Columnas de Perfil

Dos columnas sobre el suicidio de René Favaloro publicadas en medios de la editorial Perfil hablan menos del médico que de una manera de hacer periodismo.


Uno ve juntas en la contratapa de Perfil las fotos de Favaloro y Maradona (Diego, el futbolista, no Esteban Laureano, el médico) y percibe de inmediato que algo no anda bien; sube la mirada al título, “Vidas disímiles, la misma demagogia”, y la sensación se vuelve más definida; lee la nota, firmada por Jorge Fontevecchia, y confirma la presunción. Por partida doble.

Fontevecchia es el presidente de la Editorial Perfil, director del periódico finisemanal del mismo nombre, y columnista consuetudinario y entrevistador estrella de esta publicación. Entre otras cosas, el artículo que comentamos endosa y recomienda una nota de Gustavo González, aparecida ese mismo fin de semana en la revista Noticias, otra publicación de la editorial.

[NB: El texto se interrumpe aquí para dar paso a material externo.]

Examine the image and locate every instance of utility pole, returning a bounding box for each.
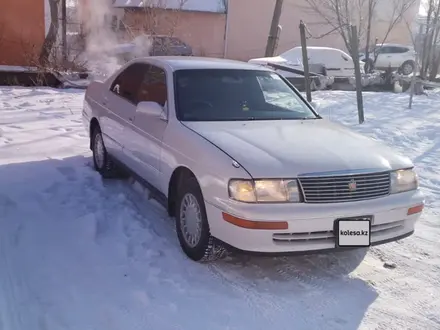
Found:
[61,0,67,65]
[350,25,365,124]
[408,24,423,109]
[299,21,312,102]
[265,0,284,57]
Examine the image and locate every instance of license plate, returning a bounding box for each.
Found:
[334,216,372,247]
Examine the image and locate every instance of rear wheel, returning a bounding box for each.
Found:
[364,59,374,73]
[91,126,117,178]
[400,61,414,76]
[175,176,226,262]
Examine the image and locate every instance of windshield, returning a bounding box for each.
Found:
[175,69,319,121]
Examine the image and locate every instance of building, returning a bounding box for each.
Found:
[226,0,420,60]
[80,0,226,57]
[0,0,420,65]
[0,0,46,65]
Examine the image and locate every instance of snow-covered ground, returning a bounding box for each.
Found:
[0,88,440,330]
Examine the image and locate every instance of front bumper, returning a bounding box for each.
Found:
[206,190,424,253]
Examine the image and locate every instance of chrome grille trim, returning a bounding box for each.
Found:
[298,172,391,204]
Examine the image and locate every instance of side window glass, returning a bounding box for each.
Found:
[137,65,167,107]
[110,63,145,105]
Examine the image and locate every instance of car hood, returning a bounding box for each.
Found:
[248,56,302,66]
[185,119,413,178]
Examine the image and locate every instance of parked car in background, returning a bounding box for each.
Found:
[249,46,364,77]
[111,34,193,61]
[83,56,424,261]
[360,44,416,75]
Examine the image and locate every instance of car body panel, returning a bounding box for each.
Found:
[186,119,413,178]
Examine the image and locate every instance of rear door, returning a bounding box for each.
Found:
[123,64,171,187]
[375,46,393,68]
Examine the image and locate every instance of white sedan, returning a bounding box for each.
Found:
[83,57,424,261]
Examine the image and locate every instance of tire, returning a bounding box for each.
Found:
[175,177,226,262]
[91,127,118,178]
[399,61,415,76]
[364,59,374,73]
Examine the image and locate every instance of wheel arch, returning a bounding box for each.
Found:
[167,165,200,216]
[89,117,101,150]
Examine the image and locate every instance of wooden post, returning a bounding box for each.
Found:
[61,0,67,65]
[350,25,365,124]
[299,21,312,102]
[265,0,284,57]
[408,24,423,109]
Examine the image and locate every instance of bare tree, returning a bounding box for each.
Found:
[365,0,377,72]
[39,0,60,65]
[305,0,416,56]
[418,0,440,80]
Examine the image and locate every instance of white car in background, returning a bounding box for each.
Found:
[360,44,416,75]
[83,56,424,261]
[248,46,364,77]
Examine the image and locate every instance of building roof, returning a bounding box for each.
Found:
[113,0,227,13]
[131,56,272,71]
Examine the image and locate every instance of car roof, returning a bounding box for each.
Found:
[376,43,412,48]
[292,46,348,52]
[130,56,272,71]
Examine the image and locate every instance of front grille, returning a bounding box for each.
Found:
[298,172,391,203]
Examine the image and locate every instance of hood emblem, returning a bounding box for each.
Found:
[348,179,357,191]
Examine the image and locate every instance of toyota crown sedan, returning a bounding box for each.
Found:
[83,56,424,261]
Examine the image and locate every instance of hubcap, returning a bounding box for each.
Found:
[180,193,202,248]
[93,133,105,168]
[403,64,412,74]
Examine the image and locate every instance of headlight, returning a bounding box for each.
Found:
[391,169,419,194]
[229,180,300,203]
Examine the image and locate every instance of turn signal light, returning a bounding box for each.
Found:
[222,212,289,230]
[407,204,425,215]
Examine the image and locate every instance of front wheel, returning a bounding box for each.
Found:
[175,177,225,262]
[400,61,414,76]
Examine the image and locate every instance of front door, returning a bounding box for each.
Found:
[123,64,167,188]
[103,63,141,163]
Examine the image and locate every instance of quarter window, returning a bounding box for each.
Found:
[110,63,146,104]
[137,65,167,106]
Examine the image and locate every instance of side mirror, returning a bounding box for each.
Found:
[136,101,167,120]
[310,101,319,110]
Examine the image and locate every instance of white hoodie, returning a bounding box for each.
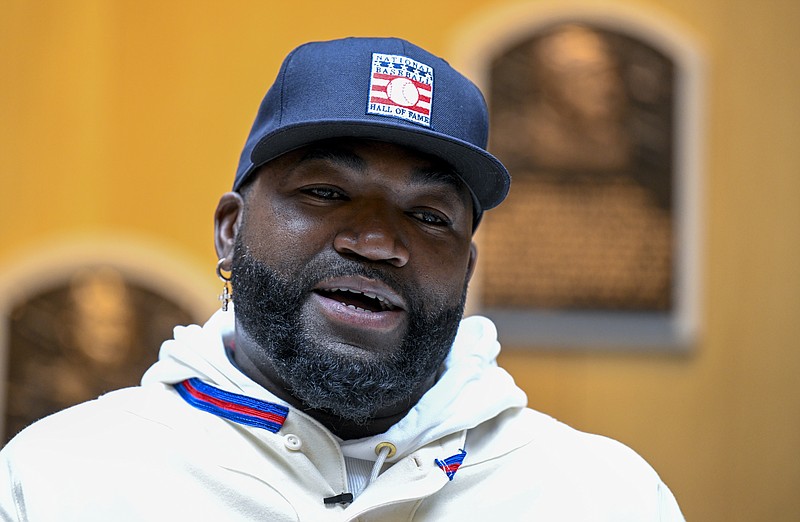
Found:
[0,312,682,521]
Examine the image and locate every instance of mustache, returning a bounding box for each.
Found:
[232,245,417,306]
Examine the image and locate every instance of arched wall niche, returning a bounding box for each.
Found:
[0,234,219,441]
[449,2,706,351]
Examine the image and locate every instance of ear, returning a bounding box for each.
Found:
[467,241,478,283]
[214,192,244,271]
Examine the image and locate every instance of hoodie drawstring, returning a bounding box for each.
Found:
[367,442,397,486]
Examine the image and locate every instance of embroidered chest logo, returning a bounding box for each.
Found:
[367,53,433,127]
[435,449,467,480]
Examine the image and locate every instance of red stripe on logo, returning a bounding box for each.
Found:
[183,381,286,424]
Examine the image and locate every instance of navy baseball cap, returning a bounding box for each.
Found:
[233,38,511,218]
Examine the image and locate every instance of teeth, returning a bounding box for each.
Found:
[330,288,394,312]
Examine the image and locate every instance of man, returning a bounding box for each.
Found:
[0,39,682,521]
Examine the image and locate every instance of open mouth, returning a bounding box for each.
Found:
[315,288,398,313]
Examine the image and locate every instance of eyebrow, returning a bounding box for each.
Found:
[300,144,466,192]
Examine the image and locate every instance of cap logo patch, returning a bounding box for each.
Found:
[367,53,433,127]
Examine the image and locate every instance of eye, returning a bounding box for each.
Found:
[300,186,348,201]
[409,209,452,227]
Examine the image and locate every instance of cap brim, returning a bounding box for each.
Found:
[247,120,511,213]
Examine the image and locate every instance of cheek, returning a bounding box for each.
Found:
[243,205,328,268]
[414,242,469,294]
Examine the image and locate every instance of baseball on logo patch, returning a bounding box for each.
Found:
[386,78,419,107]
[367,53,433,127]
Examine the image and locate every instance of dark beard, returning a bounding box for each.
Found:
[232,238,466,424]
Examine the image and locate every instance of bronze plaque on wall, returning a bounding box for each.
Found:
[481,23,675,312]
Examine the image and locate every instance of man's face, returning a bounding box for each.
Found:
[223,141,474,421]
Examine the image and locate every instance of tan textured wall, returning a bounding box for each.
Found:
[0,0,800,521]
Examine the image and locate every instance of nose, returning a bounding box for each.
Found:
[333,204,409,268]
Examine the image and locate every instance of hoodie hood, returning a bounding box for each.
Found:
[142,308,527,461]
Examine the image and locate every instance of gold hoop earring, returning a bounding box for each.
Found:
[217,257,233,312]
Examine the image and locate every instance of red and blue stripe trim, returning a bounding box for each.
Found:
[175,377,289,433]
[435,449,467,480]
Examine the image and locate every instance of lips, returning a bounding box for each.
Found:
[314,276,405,313]
[312,276,406,333]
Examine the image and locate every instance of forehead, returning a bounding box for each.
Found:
[262,139,472,201]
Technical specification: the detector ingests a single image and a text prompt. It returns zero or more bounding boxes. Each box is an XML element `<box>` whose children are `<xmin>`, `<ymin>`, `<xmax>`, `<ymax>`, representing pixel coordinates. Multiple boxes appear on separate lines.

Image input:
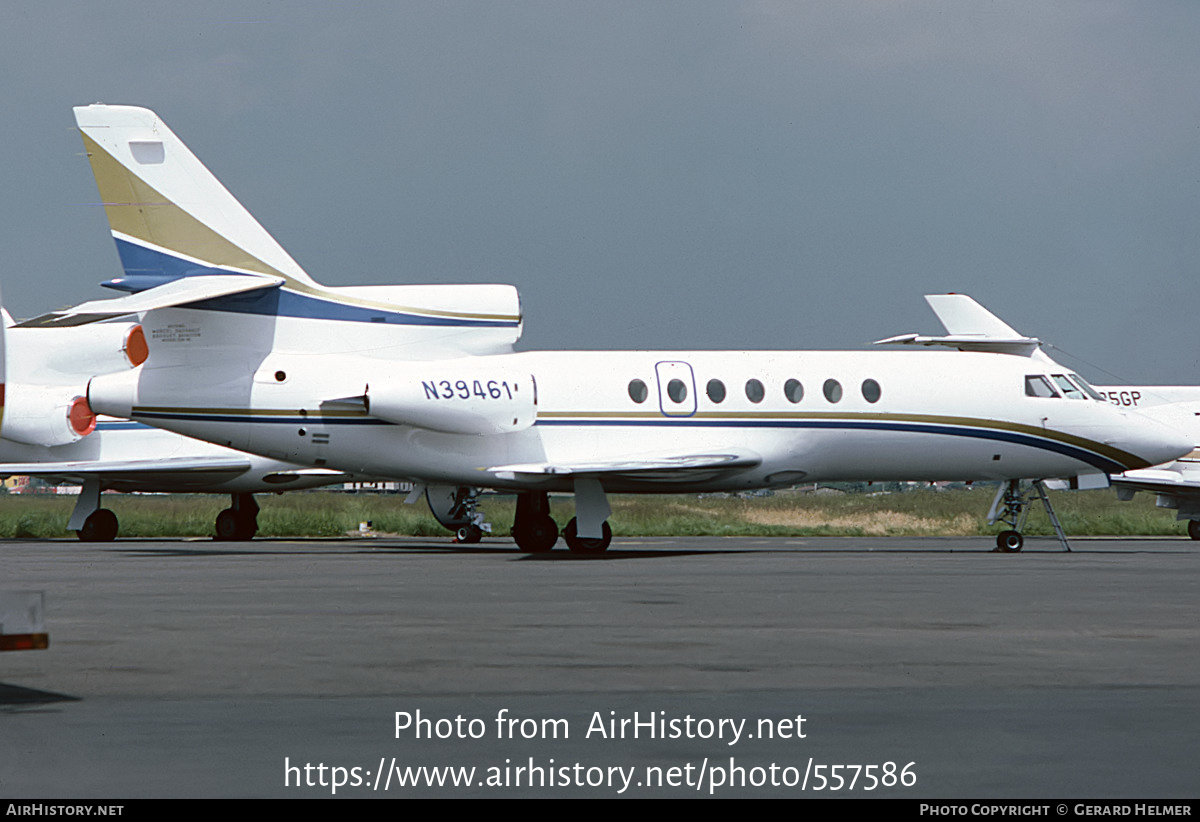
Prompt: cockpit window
<box><xmin>1070</xmin><ymin>374</ymin><xmax>1108</xmax><ymax>402</ymax></box>
<box><xmin>1025</xmin><ymin>374</ymin><xmax>1058</xmax><ymax>398</ymax></box>
<box><xmin>1050</xmin><ymin>374</ymin><xmax>1085</xmax><ymax>400</ymax></box>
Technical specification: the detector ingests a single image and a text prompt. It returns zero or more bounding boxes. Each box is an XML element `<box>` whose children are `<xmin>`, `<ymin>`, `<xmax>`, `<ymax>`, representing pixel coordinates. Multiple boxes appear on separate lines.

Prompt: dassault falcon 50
<box><xmin>26</xmin><ymin>104</ymin><xmax>1192</xmax><ymax>552</ymax></box>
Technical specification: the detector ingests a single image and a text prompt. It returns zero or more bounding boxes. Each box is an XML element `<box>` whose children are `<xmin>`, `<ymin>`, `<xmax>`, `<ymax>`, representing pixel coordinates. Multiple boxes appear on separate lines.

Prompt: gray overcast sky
<box><xmin>0</xmin><ymin>0</ymin><xmax>1200</xmax><ymax>384</ymax></box>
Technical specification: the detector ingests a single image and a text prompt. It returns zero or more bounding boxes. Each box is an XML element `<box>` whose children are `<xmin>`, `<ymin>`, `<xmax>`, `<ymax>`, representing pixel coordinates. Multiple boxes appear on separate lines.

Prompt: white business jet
<box><xmin>0</xmin><ymin>301</ymin><xmax>349</xmax><ymax>541</ymax></box>
<box><xmin>925</xmin><ymin>294</ymin><xmax>1200</xmax><ymax>540</ymax></box>
<box><xmin>28</xmin><ymin>104</ymin><xmax>1190</xmax><ymax>552</ymax></box>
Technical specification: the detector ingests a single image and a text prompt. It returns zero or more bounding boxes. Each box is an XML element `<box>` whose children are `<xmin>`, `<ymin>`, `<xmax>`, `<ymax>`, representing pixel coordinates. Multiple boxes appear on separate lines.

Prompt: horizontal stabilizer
<box><xmin>1111</xmin><ymin>468</ymin><xmax>1200</xmax><ymax>492</ymax></box>
<box><xmin>13</xmin><ymin>274</ymin><xmax>283</xmax><ymax>329</ymax></box>
<box><xmin>488</xmin><ymin>452</ymin><xmax>762</xmax><ymax>481</ymax></box>
<box><xmin>875</xmin><ymin>294</ymin><xmax>1042</xmax><ymax>356</ymax></box>
<box><xmin>875</xmin><ymin>334</ymin><xmax>1042</xmax><ymax>356</ymax></box>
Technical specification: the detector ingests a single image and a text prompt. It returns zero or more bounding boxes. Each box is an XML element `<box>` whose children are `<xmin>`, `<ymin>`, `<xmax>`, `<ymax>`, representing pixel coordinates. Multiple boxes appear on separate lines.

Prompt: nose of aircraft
<box><xmin>1112</xmin><ymin>412</ymin><xmax>1196</xmax><ymax>468</ymax></box>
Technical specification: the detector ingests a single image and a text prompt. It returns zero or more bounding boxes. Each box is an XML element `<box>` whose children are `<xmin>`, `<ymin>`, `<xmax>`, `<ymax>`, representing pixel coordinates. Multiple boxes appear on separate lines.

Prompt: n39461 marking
<box><xmin>421</xmin><ymin>379</ymin><xmax>520</xmax><ymax>400</ymax></box>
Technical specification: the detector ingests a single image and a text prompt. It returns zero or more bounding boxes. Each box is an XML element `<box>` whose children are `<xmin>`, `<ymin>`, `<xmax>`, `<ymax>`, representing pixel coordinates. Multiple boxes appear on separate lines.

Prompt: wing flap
<box><xmin>488</xmin><ymin>451</ymin><xmax>762</xmax><ymax>481</ymax></box>
<box><xmin>0</xmin><ymin>457</ymin><xmax>251</xmax><ymax>478</ymax></box>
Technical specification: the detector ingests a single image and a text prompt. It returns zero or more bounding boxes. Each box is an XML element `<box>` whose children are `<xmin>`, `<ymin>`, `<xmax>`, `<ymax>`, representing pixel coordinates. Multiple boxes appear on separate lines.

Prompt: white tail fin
<box><xmin>74</xmin><ymin>103</ymin><xmax>316</xmax><ymax>292</ymax></box>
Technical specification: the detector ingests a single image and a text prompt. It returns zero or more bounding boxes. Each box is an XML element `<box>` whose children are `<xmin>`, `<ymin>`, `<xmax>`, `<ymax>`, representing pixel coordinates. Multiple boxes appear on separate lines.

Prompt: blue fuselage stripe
<box><xmin>134</xmin><ymin>410</ymin><xmax>1128</xmax><ymax>474</ymax></box>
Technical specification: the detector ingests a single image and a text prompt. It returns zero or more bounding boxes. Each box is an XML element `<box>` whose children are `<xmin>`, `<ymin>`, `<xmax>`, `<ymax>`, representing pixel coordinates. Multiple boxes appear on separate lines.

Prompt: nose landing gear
<box><xmin>988</xmin><ymin>480</ymin><xmax>1070</xmax><ymax>553</ymax></box>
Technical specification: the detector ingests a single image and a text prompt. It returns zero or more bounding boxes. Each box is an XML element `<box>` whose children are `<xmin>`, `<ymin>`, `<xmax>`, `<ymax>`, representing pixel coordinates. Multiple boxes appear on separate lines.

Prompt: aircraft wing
<box><xmin>0</xmin><ymin>456</ymin><xmax>251</xmax><ymax>482</ymax></box>
<box><xmin>488</xmin><ymin>451</ymin><xmax>762</xmax><ymax>482</ymax></box>
<box><xmin>13</xmin><ymin>274</ymin><xmax>283</xmax><ymax>329</ymax></box>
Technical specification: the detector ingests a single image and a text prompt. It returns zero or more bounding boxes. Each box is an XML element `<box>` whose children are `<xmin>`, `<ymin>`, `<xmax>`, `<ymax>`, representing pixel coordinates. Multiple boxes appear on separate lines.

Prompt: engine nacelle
<box><xmin>0</xmin><ymin>384</ymin><xmax>96</xmax><ymax>446</ymax></box>
<box><xmin>366</xmin><ymin>358</ymin><xmax>538</xmax><ymax>436</ymax></box>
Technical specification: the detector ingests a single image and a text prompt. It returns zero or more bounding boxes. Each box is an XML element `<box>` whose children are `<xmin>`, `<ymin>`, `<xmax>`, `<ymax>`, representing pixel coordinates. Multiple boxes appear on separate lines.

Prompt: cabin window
<box><xmin>1051</xmin><ymin>374</ymin><xmax>1084</xmax><ymax>400</ymax></box>
<box><xmin>1025</xmin><ymin>374</ymin><xmax>1058</xmax><ymax>398</ymax></box>
<box><xmin>1070</xmin><ymin>374</ymin><xmax>1106</xmax><ymax>402</ymax></box>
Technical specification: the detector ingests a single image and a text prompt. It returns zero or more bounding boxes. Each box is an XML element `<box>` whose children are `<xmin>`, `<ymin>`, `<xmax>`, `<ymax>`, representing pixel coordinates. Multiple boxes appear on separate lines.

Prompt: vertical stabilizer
<box><xmin>74</xmin><ymin>103</ymin><xmax>314</xmax><ymax>292</ymax></box>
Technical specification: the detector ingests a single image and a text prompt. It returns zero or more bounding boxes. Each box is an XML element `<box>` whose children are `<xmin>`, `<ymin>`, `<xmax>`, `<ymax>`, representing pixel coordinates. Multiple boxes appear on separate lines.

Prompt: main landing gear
<box><xmin>512</xmin><ymin>479</ymin><xmax>612</xmax><ymax>553</ymax></box>
<box><xmin>512</xmin><ymin>491</ymin><xmax>558</xmax><ymax>553</ymax></box>
<box><xmin>216</xmin><ymin>493</ymin><xmax>258</xmax><ymax>542</ymax></box>
<box><xmin>67</xmin><ymin>479</ymin><xmax>120</xmax><ymax>542</ymax></box>
<box><xmin>988</xmin><ymin>480</ymin><xmax>1070</xmax><ymax>553</ymax></box>
<box><xmin>67</xmin><ymin>480</ymin><xmax>258</xmax><ymax>542</ymax></box>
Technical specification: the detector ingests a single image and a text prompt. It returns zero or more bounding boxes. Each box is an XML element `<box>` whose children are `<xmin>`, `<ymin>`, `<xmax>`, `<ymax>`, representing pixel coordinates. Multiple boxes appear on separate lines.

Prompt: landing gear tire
<box><xmin>454</xmin><ymin>524</ymin><xmax>484</xmax><ymax>545</ymax></box>
<box><xmin>512</xmin><ymin>516</ymin><xmax>558</xmax><ymax>553</ymax></box>
<box><xmin>217</xmin><ymin>508</ymin><xmax>258</xmax><ymax>542</ymax></box>
<box><xmin>996</xmin><ymin>530</ymin><xmax>1025</xmax><ymax>553</ymax></box>
<box><xmin>76</xmin><ymin>508</ymin><xmax>120</xmax><ymax>542</ymax></box>
<box><xmin>563</xmin><ymin>517</ymin><xmax>612</xmax><ymax>553</ymax></box>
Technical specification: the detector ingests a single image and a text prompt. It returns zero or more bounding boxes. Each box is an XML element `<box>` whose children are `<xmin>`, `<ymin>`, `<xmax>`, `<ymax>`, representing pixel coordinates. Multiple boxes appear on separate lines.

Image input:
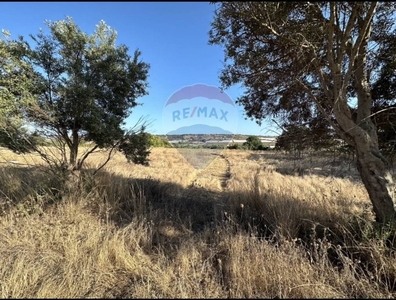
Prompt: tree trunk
<box><xmin>356</xmin><ymin>145</ymin><xmax>396</xmax><ymax>223</ymax></box>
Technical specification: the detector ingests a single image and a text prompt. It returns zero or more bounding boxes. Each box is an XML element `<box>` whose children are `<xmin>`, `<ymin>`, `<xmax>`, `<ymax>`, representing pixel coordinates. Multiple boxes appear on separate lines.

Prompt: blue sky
<box><xmin>0</xmin><ymin>2</ymin><xmax>279</xmax><ymax>135</ymax></box>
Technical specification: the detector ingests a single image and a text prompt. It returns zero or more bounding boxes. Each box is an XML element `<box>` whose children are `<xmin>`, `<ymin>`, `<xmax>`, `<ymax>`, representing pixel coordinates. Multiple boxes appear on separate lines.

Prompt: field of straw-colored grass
<box><xmin>0</xmin><ymin>148</ymin><xmax>396</xmax><ymax>299</ymax></box>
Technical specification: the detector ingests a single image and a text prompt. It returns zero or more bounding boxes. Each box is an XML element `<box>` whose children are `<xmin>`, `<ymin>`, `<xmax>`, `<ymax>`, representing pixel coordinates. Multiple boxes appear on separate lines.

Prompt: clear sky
<box><xmin>0</xmin><ymin>2</ymin><xmax>279</xmax><ymax>135</ymax></box>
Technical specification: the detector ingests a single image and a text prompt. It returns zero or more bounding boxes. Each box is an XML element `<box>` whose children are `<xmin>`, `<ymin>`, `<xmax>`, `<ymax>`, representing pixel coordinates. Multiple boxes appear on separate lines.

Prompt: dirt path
<box><xmin>190</xmin><ymin>154</ymin><xmax>230</xmax><ymax>192</ymax></box>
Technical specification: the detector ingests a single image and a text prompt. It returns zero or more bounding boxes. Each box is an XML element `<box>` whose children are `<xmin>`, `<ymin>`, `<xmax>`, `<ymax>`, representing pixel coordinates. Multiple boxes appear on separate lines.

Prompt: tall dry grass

La nota de González (Gustavo) se titula “Favaloro no es un héroe”, y acompaña una producción especial sobre los últimos días del médico en la Fundación que lleva su nombre. Los dos artículos, el del director de Perfil y el del director de Noticias, guardan correspondencia entre sí, y hablan menos de Favaloro que de una manera de ejercer el periodismo.

Si el lector quiere acompañarme, voy a tratar de seguir la línea argumental de ambas columnas en un intento de comprender de qué manera sus autores fundamentan e hilvanan sus afirmaciones, y de qué modo llegan a las conclusiones que llegan. Voy a tratar en esta recorrida de no abrir juicio, sino de darle al lector los elementos para que se forme el suyo.

* * *

La contratapa de Fontevecchia comienza contando un cuento sobre cucarachas y palomas, del que el articulista extrae la siguiente conclusión: “Quienes hacemos periodismo sabemos que ni todas las ‘cucarachas’ son tan malas, ni todas las ‘palomas’ son tan buenas”. En otras palabras, que nadie es absolutamente bueno ni absolutamente malo.

Ahora, ¿esto lo sabemos quienes hacemos periodismo? Más o menos seis mil años de cultura universal han reflejado, en el arte, el pensamiento o la religión, esos matices del alma humana. La invención de personajes absolutamente buenos o absolutamente malos es propia de las malas novelas, las malas películas, o la política exterior estadounidense.

Se refiere enseguida a Maradona (el futbolista) y dice que los periodistas deportivos y el mundo del fútbol en general parecieron primero querer y apoyar su continuidad al frente de la selección, pero rápidamente mudaron de lado cuando advirtieron que el humor ambiente iba en otra dirección. Sólo entonces salieron a relucir comportamientos discutibles del DT en Sudáfrica.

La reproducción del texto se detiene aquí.